10.1 Using microbiology to discover the secrets of life  (Page 5/15)

Beadle and Tatum irradiated the mold with X-rays to induce changes to a sequence of nucleic acids, called mutations . They mated the irradiated mold spores and attempted to grow them on both a complete medium and a minimal medium. They looked for mutants that grew on a complete medium, supplemented with vitamins and amino acids, but did not grow on the minimal medium lacking these supplements. Such molds theoretically contained mutations in the genes that encoded biosynthetic pathways. Upon finding such mutants, they systematically tested each to determine which vitamin or amino acid it was unable to produce ( [link] ) and published this work in 1941. G.W. Beadle, E.L. Tatum. “Genetic Control of Biochemical Reactions in Neurospora.” Proceedings of the National Academy of Sciences 27 no. 11 (1941):499–506.

Subsequent work by Beadle, Tatum, and colleagues showed that they could isolate different classes of mutants that required a particular supplement, like the amino acid arginine ( [link] ). With some knowledge of the arginine biosynthesis pathway, they identified three classes of arginine mutants by supplementing the minimal medium with intermediates (citrulline or ornithine) in the pathway. The three mutants differed in their abilities to grow in each of the media, which led the group of scientists to propose, in 1945, that each type of mutant had a defect in a different gene in the arginine biosynthesis pathway. This led to the so-called one gene–one enzyme hypothesis , which suggested that each gene encodes one enzyme.

Subsequent knowledge about the processes of transcription and translation led scientists to revise this to the “one gene–one polypeptide” hypothesis.
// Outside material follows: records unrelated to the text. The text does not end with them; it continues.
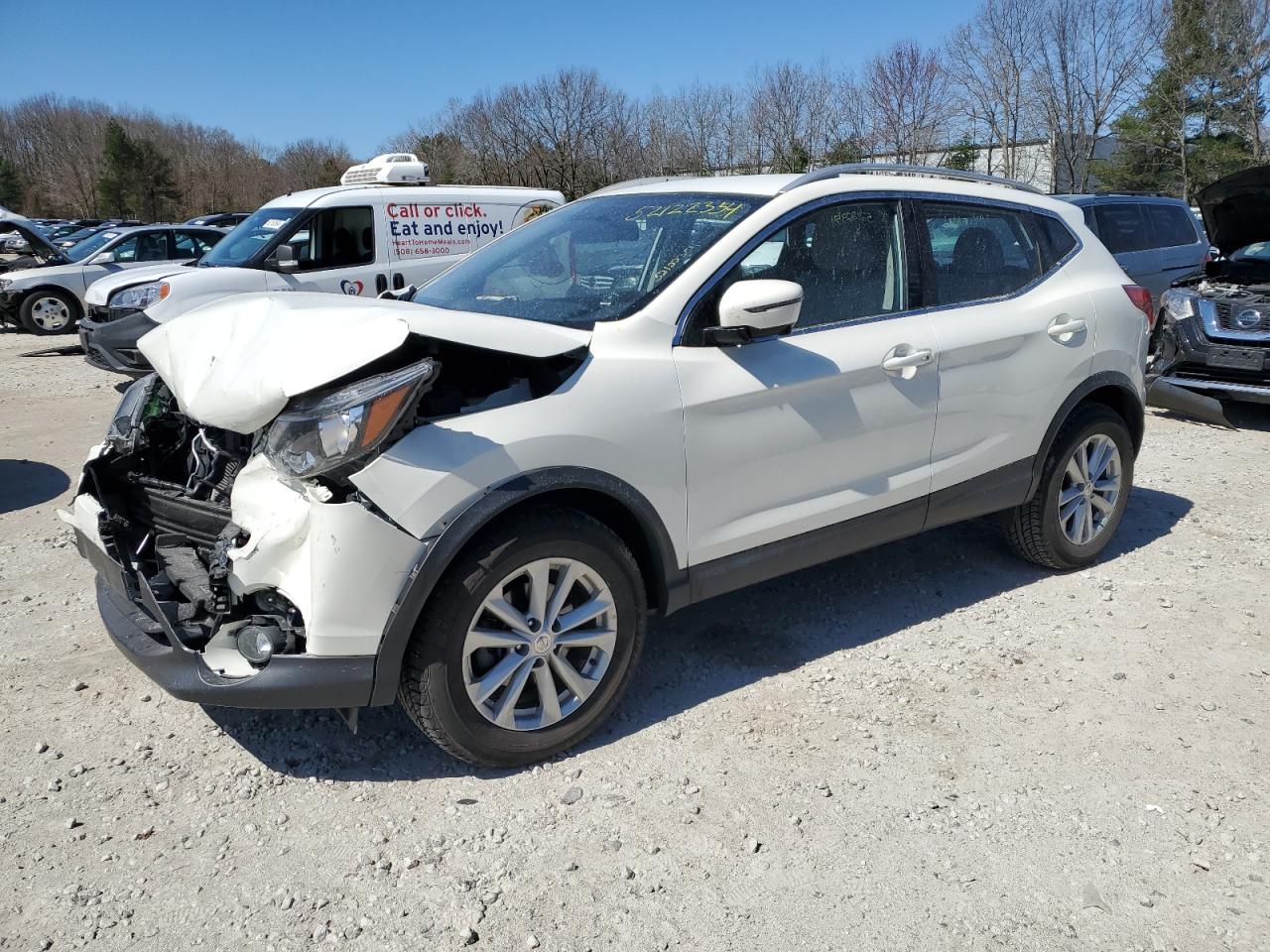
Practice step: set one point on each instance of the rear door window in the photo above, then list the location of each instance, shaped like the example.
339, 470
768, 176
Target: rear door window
1123, 227
335, 238
978, 252
1173, 225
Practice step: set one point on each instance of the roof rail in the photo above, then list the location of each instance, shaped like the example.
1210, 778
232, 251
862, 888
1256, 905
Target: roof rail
647, 180
832, 172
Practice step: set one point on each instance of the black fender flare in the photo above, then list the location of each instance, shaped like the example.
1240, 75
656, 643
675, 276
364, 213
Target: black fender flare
668, 588
1130, 407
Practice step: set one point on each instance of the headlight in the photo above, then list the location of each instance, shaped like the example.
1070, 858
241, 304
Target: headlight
141, 296
1179, 303
128, 413
320, 433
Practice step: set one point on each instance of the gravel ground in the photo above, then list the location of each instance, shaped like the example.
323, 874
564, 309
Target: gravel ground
930, 746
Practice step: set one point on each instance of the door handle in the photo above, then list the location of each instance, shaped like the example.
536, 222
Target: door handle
903, 358
1065, 327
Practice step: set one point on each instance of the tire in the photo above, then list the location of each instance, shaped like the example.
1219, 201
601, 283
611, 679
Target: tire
440, 662
50, 311
1037, 530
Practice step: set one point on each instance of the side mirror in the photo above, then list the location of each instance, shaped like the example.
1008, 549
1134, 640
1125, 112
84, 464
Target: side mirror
756, 308
285, 258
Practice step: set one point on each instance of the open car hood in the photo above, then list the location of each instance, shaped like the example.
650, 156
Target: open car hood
236, 362
1236, 208
27, 229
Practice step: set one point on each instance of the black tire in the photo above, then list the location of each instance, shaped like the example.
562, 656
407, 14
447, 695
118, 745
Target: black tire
30, 317
1033, 529
432, 688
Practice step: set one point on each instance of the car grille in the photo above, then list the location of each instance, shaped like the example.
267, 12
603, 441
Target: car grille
162, 507
1228, 311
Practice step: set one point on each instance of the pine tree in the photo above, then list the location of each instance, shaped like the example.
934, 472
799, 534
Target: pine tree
1191, 126
962, 155
118, 172
10, 184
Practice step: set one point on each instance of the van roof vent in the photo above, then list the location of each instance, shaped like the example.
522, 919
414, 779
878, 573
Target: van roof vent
389, 169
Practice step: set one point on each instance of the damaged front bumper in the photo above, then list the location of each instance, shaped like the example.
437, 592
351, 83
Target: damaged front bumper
1188, 357
336, 563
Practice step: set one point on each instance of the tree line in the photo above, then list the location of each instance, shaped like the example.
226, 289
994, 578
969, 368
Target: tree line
1025, 89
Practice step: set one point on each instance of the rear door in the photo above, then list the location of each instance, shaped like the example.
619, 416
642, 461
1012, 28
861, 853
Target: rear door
1015, 338
336, 250
1125, 230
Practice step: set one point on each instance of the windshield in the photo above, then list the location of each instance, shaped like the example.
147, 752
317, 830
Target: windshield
245, 241
1256, 252
598, 259
90, 245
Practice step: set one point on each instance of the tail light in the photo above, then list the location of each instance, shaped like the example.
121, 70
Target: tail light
1141, 298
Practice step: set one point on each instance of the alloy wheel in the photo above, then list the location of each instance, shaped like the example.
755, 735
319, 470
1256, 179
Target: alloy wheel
50, 312
540, 644
1089, 489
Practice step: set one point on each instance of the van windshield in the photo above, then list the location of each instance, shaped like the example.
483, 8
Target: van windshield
598, 259
245, 241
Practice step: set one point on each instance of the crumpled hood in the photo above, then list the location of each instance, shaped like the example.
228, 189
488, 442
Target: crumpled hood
236, 362
1236, 208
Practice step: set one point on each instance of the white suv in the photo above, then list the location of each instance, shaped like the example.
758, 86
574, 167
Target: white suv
658, 394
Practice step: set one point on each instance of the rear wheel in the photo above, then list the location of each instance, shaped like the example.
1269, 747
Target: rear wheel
527, 643
49, 311
1082, 495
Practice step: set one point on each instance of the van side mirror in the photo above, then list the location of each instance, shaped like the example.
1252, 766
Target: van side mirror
284, 258
756, 308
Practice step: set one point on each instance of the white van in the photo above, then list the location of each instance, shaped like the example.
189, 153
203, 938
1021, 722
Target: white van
379, 230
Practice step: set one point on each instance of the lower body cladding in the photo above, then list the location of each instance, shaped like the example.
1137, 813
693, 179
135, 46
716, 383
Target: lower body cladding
109, 340
277, 601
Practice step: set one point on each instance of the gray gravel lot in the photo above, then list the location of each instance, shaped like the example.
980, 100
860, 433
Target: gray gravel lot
930, 746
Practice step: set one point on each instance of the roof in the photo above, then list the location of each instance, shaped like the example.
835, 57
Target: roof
429, 193
917, 179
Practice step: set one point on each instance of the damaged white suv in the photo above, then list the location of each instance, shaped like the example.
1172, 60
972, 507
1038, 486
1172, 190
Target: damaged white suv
471, 500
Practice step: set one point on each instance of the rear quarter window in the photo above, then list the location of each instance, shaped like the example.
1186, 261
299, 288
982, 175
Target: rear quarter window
1123, 227
1173, 225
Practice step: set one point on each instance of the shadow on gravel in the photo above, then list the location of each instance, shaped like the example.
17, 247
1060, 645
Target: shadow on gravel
1247, 416
717, 647
26, 483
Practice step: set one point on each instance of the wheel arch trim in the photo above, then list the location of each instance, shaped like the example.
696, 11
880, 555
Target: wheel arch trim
1107, 388
575, 486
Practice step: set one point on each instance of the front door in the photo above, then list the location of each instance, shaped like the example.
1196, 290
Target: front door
797, 433
338, 250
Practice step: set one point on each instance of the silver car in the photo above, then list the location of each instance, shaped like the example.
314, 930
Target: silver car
50, 298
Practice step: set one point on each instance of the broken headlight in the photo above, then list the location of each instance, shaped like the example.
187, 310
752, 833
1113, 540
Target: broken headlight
320, 433
1178, 303
128, 414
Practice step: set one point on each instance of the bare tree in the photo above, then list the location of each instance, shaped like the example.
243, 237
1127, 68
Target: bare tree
907, 95
989, 61
1092, 62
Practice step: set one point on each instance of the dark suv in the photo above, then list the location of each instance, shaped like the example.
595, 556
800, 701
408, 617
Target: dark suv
1153, 238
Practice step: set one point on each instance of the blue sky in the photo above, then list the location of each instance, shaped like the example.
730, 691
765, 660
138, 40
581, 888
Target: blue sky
278, 71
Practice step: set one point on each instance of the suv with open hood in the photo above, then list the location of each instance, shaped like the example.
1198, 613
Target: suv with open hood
471, 499
1214, 325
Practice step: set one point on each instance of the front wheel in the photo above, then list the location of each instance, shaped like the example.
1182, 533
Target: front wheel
529, 640
1082, 495
49, 311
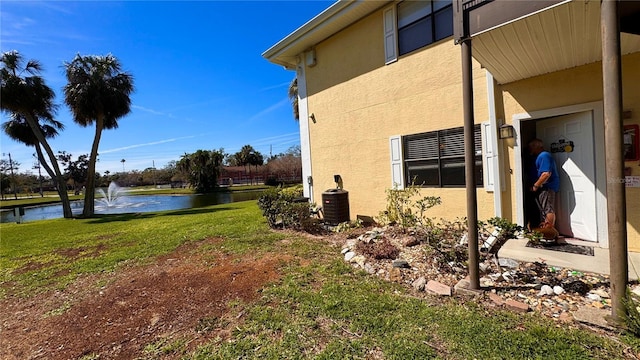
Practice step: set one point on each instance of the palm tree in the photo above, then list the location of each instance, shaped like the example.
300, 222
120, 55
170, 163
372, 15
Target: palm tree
19, 130
293, 96
97, 91
29, 100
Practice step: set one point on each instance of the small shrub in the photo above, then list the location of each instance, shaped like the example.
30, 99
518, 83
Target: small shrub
404, 211
282, 210
631, 317
348, 226
382, 249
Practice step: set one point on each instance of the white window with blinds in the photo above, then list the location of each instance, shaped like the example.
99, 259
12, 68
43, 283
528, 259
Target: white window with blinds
410, 25
436, 159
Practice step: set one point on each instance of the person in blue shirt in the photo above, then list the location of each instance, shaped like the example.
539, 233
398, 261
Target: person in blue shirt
547, 183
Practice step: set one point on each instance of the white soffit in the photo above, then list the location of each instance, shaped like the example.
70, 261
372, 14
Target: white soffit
335, 18
562, 37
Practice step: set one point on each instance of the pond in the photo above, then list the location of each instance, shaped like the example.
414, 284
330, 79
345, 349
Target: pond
137, 203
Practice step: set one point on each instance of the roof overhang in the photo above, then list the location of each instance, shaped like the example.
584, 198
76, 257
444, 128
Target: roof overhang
335, 18
563, 35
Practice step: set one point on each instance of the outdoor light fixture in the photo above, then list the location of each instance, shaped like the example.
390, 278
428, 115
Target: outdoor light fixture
338, 181
506, 132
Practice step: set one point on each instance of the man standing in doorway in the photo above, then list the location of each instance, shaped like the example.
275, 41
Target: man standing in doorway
547, 184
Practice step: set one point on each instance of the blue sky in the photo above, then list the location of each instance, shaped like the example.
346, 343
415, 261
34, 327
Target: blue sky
200, 79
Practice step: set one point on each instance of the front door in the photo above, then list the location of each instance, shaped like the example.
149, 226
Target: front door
570, 140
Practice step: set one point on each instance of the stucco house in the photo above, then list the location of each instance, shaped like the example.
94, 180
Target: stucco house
381, 102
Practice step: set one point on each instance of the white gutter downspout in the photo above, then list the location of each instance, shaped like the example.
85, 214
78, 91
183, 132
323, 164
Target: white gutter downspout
305, 139
498, 168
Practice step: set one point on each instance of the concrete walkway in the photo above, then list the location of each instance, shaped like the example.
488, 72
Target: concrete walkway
599, 263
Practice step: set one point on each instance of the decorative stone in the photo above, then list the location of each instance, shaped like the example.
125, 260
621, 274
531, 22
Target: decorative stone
594, 297
576, 286
359, 259
419, 283
592, 316
463, 287
510, 263
517, 306
438, 288
410, 241
400, 263
395, 274
545, 290
496, 299
600, 292
349, 255
370, 268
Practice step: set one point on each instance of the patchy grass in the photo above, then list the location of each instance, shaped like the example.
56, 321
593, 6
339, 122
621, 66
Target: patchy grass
41, 255
322, 308
329, 311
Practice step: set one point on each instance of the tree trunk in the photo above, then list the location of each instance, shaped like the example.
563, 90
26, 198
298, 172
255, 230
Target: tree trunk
61, 184
90, 188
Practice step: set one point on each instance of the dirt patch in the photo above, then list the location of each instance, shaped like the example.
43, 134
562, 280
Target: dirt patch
175, 297
31, 266
82, 252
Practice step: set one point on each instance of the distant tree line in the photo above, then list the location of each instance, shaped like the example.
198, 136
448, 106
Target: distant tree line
98, 94
203, 170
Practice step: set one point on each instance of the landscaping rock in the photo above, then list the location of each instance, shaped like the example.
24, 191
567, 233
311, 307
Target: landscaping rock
395, 274
419, 283
510, 263
410, 241
517, 306
438, 288
576, 286
349, 255
463, 287
497, 299
359, 259
370, 268
600, 292
545, 290
400, 263
592, 316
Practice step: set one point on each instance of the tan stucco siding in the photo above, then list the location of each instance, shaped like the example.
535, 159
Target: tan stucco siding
578, 86
359, 102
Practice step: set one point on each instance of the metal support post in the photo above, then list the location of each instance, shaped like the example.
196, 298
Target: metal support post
469, 164
614, 168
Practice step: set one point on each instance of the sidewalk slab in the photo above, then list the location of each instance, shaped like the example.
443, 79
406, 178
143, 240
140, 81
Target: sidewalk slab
599, 263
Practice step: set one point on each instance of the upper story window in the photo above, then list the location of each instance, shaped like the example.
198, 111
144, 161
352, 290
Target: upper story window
421, 23
436, 159
415, 24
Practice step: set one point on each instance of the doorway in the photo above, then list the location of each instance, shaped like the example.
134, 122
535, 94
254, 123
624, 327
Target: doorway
569, 139
573, 135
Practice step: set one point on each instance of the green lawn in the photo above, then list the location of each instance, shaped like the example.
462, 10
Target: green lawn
322, 308
52, 197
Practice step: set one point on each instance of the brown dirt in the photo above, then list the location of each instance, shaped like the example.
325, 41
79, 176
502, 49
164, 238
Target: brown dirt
178, 296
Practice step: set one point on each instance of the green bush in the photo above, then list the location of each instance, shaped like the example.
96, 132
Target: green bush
282, 209
405, 209
631, 316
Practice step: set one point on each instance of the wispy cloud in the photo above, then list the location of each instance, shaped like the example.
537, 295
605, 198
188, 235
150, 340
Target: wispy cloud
145, 144
152, 111
275, 86
269, 109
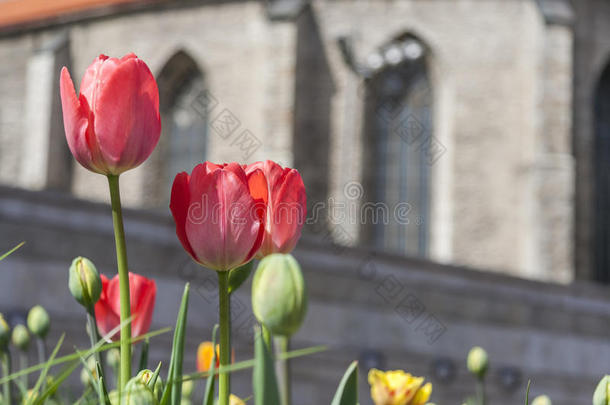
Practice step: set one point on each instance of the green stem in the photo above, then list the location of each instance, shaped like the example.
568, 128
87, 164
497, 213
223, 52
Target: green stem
121, 255
282, 344
224, 382
481, 391
23, 364
94, 338
6, 371
266, 337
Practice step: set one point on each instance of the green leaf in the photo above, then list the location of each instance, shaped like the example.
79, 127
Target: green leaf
45, 370
208, 397
57, 381
239, 275
347, 393
264, 381
144, 356
11, 251
99, 347
173, 388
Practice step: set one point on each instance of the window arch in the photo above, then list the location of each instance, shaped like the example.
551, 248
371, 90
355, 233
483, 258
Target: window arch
601, 173
183, 103
398, 125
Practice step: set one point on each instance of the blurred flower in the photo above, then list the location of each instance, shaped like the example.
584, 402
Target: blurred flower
398, 388
84, 282
142, 299
477, 361
21, 337
5, 333
218, 221
279, 296
38, 321
601, 396
283, 193
542, 400
113, 125
205, 353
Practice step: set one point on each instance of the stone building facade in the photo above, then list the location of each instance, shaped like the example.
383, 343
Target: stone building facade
440, 141
289, 81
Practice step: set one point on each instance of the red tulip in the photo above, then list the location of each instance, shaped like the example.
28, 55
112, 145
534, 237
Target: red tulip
142, 299
113, 125
218, 221
283, 192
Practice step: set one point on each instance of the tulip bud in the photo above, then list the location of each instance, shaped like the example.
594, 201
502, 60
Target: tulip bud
145, 376
84, 282
279, 296
5, 333
601, 396
138, 392
38, 321
113, 358
21, 337
477, 361
542, 400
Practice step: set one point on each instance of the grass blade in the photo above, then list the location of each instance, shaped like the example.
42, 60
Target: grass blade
45, 370
11, 251
347, 393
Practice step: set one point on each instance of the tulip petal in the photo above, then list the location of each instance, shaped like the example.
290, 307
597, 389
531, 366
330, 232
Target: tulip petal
76, 122
225, 228
179, 206
126, 109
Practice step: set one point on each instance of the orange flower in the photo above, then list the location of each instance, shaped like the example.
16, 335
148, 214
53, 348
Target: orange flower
205, 353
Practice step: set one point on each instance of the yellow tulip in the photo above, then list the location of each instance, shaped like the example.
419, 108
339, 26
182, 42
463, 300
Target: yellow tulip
398, 388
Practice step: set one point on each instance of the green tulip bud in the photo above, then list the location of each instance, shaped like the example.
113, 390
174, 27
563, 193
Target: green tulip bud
39, 321
477, 361
84, 282
145, 376
21, 337
138, 392
601, 396
279, 295
542, 400
5, 333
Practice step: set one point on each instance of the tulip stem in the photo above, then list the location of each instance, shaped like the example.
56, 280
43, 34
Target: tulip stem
121, 255
6, 371
282, 344
224, 382
94, 337
481, 391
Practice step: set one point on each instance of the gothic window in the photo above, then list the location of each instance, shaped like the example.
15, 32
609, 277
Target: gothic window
399, 132
184, 101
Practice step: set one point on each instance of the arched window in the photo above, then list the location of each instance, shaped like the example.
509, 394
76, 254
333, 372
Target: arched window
184, 104
399, 135
601, 173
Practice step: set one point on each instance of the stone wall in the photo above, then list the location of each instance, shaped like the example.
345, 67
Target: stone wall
389, 311
501, 77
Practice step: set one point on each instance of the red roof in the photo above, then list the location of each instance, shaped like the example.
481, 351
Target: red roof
16, 12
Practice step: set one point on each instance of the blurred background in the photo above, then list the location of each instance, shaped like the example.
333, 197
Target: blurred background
456, 155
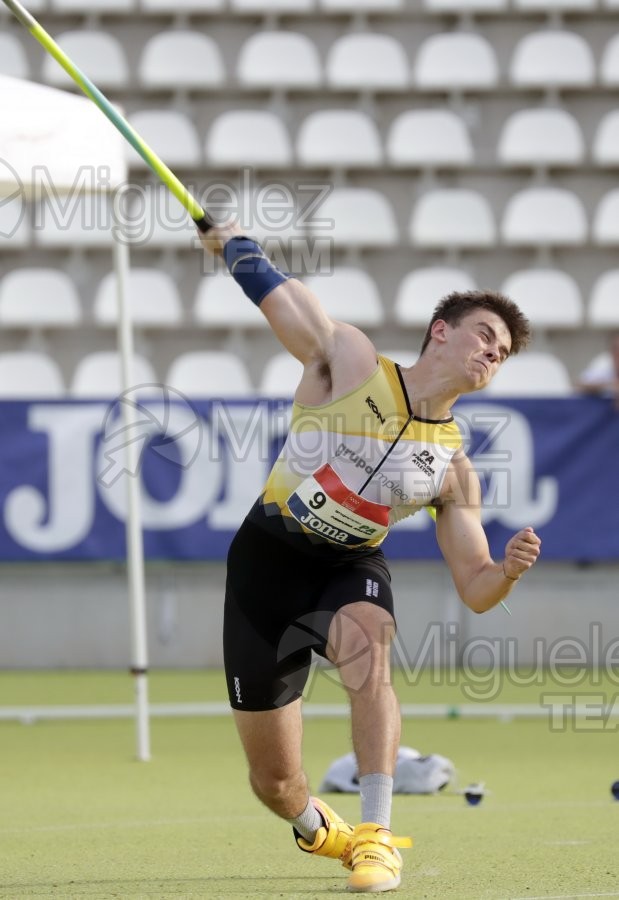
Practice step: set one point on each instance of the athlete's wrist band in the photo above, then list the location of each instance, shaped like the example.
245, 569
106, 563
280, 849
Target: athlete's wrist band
509, 577
251, 269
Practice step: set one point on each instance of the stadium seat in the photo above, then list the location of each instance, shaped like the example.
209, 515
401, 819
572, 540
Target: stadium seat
550, 298
155, 218
429, 137
170, 133
279, 59
210, 374
280, 376
273, 6
541, 137
13, 59
603, 309
152, 296
266, 212
609, 64
465, 6
181, 59
357, 216
350, 295
421, 290
34, 6
551, 6
97, 53
347, 66
39, 298
544, 215
28, 374
531, 374
455, 61
452, 217
220, 303
545, 59
605, 147
339, 137
15, 230
605, 227
248, 137
356, 6
94, 6
83, 220
182, 6
99, 375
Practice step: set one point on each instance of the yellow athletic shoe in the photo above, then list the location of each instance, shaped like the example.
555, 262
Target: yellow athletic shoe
333, 839
375, 862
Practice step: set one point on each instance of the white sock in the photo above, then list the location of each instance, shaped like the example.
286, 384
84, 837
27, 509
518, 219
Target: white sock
376, 791
308, 823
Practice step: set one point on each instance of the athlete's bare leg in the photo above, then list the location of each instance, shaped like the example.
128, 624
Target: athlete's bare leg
359, 644
272, 744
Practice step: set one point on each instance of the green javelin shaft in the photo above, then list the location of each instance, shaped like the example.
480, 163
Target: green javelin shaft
92, 91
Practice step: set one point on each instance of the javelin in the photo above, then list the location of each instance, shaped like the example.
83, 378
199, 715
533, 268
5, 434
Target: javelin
93, 93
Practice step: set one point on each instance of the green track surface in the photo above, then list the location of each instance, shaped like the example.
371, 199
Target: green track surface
81, 818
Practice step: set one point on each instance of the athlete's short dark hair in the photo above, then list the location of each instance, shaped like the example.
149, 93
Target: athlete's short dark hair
454, 307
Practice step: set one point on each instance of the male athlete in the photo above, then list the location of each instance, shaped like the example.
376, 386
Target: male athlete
369, 443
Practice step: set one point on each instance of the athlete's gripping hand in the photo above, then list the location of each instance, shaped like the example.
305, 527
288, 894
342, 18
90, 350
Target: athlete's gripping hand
521, 552
218, 236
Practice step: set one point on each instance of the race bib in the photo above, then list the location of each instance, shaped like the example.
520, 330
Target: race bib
323, 504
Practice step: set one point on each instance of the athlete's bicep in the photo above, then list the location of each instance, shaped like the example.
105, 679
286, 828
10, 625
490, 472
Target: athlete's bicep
459, 530
331, 351
299, 321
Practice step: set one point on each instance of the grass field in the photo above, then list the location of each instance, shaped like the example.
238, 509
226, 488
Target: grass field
81, 818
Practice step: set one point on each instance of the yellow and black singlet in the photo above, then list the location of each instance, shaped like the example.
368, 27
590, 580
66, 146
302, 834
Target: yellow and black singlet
351, 468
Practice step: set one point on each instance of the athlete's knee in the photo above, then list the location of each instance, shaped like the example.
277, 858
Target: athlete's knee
359, 644
274, 785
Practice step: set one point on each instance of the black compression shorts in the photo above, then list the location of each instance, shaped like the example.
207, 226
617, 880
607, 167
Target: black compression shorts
279, 605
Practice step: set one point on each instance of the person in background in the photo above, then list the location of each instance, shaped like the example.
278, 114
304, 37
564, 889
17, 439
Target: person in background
601, 376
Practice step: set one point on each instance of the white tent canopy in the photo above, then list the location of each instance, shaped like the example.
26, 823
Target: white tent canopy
50, 138
43, 127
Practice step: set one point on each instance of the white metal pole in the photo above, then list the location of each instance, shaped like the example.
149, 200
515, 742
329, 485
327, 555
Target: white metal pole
135, 547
Although there are some genes that do not encode polypeptides (but rather encode for transfer RNAs [tRNAs] or ribosomal RNAs [rRNAs], which we will discuss later), the one gene–one enzyme hypothesis is true in many cases, especially in microbes. Beadle and Tatum’s discovery of the link between genes and corresponding characteristics earned them the 1958 Nobel Prize in Physiology and Medicine and has since become the basis for modern molecular genetics.